MIAMI-Despite reports heralding a shrinking inventory of distressed commercial real estate property, there is still plenty to clean up. Now, a new joint venture is entering the fray to acquire and turn around distressed multifamily properties across the country.

First Market Properties, a real estate investment firm specializing in distressed property, and Newport Property Ventures, a real estate management and construction firm with experience stabilizing and restoring troubled residential developments, have been working together for the past year. First Market acquired several garden apartment complex mortgages at deep discounts and Newport has been managing them.
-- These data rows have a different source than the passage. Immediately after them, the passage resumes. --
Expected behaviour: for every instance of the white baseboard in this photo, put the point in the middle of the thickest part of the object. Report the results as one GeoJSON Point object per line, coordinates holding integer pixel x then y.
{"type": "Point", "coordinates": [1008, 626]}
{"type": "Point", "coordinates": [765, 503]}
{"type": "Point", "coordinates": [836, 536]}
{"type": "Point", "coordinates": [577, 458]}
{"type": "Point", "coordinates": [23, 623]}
The companies are taking it to the next level.

“Our firms have similar objectives and take a similar approach to the multifamily marketplace, and our working experience with Newport instills confidence that this will be a highly beneficial alliance for both companies,” says Aaron Kurlansky, senior vice president of FMP. “This formalized relationship will enable FMP to expand its geographic sphere of operations more quickly, to take advantage of emerging opportunities.”

Plans are to acquire some properties for short-term stabilization while others will be held for longer periods. Each case will be determined by its own set of variables. Kurlansy is confident that the firms have a competitive edge in evaluating collateral, closing quickly and working to maximize the value of assets.

The company has completed two deals in Phoenix and one in Houston in the past few weeks. The typical strategy is to take possession by deed in lieu of foreclosure. The firm also buys mortgage  portfolios, as well as bank REO properties.

“The recession, combined with overleveraging, made an indelible mark on the multifamily industry, leaving countless quality, well-situated properties unable to service debt and keep up necessary maintenance, much less to make improvements to stay competitive,” says Stuart Zook, COO of Newport. “Such properties now represent promising opportunities for a joint venture like ours, which combines astute investment underwriting and proven restorative management skills.”